On the one hand, the above analysis has shown that some radiation response phenomena can be explained by only one mechanism, but not the other. Thus, the occurrence of HRS and IRR can arise from the memory mechanism, but not from the communication mechanism. The long-term persistence of unaltered cells in the face of continuous radiation exposure can only be brought about by the communication mechanism, and not by the memory mechanism. In these contexts, the two mechanisms have separate, complementary roles. On the other hand, radioadaptive responses can come about both via communication and memory mechanisms. In this case, the question arises to what extent each mechanism contributes to the occurrence of the radioadaptive response.

This is a difficult question, and not possible to answer with the currently available data. One approach would be to fit the full model (1) to data that document radioadaptive responses. The relative contribution of the two mechanisms can be adjusted in this model by varying the duration of memory protection (large values of η lead to short memory and less contribution of this mechanism) and by varying the communication rates β₀ and β₁. Alternatively, model (1) could be altered to assume that following a radiation hit, cells fail to induce memory with a probability p₁, and become protected through memory with a probability 1-p₁. Varying the parameter p₁ would allow us to vary the relative contribution of the memory mechanism, although it is not clear whether this assumption can be justified biologically. However, even if such full models are used to fit data on radioadaptive responses, two important challenges remain: (i) Both mechanisms can independently describe the radioadaptive response. The same time series can be reproduced with different relative contributions of memory and communication by adjusting the remaining parameters of the model. Thus, even if we fit a full model to time series that document radioadaptive responses, this fitting cannot be used to determine their relative contributions. (ii) Data that document the occurrence of radioadative responses do not display the full dynamics of cell populations over time following primary and secondary radiation challenges. They typically display the endpoint following the high-dose challenge, which provides only limited information for model fitting.

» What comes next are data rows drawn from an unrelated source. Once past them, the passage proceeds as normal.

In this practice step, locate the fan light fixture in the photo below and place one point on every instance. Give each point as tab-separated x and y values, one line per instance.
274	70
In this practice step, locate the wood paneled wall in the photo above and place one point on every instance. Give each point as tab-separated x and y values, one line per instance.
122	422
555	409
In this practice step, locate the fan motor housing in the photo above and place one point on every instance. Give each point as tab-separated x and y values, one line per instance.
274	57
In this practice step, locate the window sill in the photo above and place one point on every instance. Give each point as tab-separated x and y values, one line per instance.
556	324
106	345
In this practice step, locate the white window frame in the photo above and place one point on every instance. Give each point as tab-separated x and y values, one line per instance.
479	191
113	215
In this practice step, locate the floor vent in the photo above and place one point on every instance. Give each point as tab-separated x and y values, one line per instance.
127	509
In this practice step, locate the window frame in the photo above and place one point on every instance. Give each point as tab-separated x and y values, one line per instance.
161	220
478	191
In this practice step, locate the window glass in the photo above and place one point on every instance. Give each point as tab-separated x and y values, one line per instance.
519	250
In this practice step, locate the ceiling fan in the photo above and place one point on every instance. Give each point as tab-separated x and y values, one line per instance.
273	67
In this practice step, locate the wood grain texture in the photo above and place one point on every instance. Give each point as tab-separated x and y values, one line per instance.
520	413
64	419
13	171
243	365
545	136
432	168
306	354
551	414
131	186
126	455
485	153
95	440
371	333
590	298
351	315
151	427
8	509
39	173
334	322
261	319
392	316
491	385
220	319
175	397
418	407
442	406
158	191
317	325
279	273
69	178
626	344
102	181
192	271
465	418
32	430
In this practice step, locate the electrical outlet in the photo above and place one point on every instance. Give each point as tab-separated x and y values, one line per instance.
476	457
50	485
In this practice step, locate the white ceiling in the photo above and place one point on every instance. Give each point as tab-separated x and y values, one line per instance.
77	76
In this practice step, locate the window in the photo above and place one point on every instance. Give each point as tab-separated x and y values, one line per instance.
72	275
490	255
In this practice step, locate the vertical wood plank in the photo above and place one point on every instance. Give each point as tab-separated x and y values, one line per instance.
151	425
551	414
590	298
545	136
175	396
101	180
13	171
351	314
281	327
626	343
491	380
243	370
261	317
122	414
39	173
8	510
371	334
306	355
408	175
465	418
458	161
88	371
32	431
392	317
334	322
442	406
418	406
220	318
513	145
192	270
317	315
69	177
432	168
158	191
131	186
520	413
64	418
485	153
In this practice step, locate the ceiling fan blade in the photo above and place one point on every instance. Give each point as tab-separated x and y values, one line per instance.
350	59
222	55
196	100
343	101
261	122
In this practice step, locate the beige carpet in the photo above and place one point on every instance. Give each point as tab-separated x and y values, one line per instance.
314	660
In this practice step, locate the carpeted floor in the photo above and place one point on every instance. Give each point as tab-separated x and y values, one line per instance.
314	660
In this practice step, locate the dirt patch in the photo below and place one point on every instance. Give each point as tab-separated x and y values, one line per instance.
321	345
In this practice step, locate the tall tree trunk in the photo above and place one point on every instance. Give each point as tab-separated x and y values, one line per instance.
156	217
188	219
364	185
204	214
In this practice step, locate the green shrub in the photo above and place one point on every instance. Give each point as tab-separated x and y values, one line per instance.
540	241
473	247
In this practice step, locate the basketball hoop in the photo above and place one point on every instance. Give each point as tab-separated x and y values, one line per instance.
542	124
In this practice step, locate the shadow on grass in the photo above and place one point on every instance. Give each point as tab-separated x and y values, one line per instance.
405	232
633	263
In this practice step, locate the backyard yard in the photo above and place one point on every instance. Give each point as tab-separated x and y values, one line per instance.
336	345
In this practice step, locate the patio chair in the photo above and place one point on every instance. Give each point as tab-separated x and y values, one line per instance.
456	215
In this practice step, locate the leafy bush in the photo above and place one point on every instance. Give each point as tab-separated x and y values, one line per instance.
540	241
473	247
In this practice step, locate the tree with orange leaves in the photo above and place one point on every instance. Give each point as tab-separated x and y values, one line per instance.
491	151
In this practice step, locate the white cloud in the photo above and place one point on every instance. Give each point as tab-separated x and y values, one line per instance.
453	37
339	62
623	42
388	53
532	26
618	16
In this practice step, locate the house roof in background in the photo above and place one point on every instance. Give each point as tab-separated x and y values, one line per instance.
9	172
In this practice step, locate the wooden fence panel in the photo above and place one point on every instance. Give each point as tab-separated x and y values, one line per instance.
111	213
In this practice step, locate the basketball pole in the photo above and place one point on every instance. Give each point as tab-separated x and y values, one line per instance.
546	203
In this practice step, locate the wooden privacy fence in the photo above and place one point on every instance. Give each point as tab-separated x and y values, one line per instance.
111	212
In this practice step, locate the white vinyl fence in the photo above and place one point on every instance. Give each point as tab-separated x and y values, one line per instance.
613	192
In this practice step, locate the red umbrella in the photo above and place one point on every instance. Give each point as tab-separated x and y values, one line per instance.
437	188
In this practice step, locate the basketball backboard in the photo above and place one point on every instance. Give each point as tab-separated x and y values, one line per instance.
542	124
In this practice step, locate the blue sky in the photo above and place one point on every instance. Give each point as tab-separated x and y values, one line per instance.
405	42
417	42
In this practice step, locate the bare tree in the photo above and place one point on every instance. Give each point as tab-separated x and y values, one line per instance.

In order to determine the relative contributions of memory and communication for the occurrence of radioadaptive responses, new experimental data will need to be generated, and the model will need to be adapted to describe the appropriate experimental conditions. Cellular responses to radiation should be documented under different experimental conditions, and fitting the model to time series of altered and unaltered cells can provide parameter estimates. Cells should be grown in conditions in which they are not in contact with other cells, and in which long-range communication signals are neutralized, thus preventing any communication through gap junctions or emitted signals [15], [17]–[20]. This should be compared to scenarios where cells grow in conditions without contact (no gap junction), but where long range signals for communication are allowed. In a final experimental setup, cells should be allowed to communicate both through gap junctions and through long range signals. To analyze such data, it will also be necessary to study a spatial model of these interactions, in which communication can only occur with nearest neighboring cells, in order to accurately model gap junction communication. Preliminary analysis of such a model suggests that the general conclusions remain robust in the context of the spatial model. That is, there is no significant difference between the effect of gap junction and long-range communication on the general pattern of the dynamics. However, the exact kinetics will differ, which will be important when fitting the model to appropriate experimental data in order to estimate parameters. This is subject to future work, and the current paper prepares the ground for these explorations.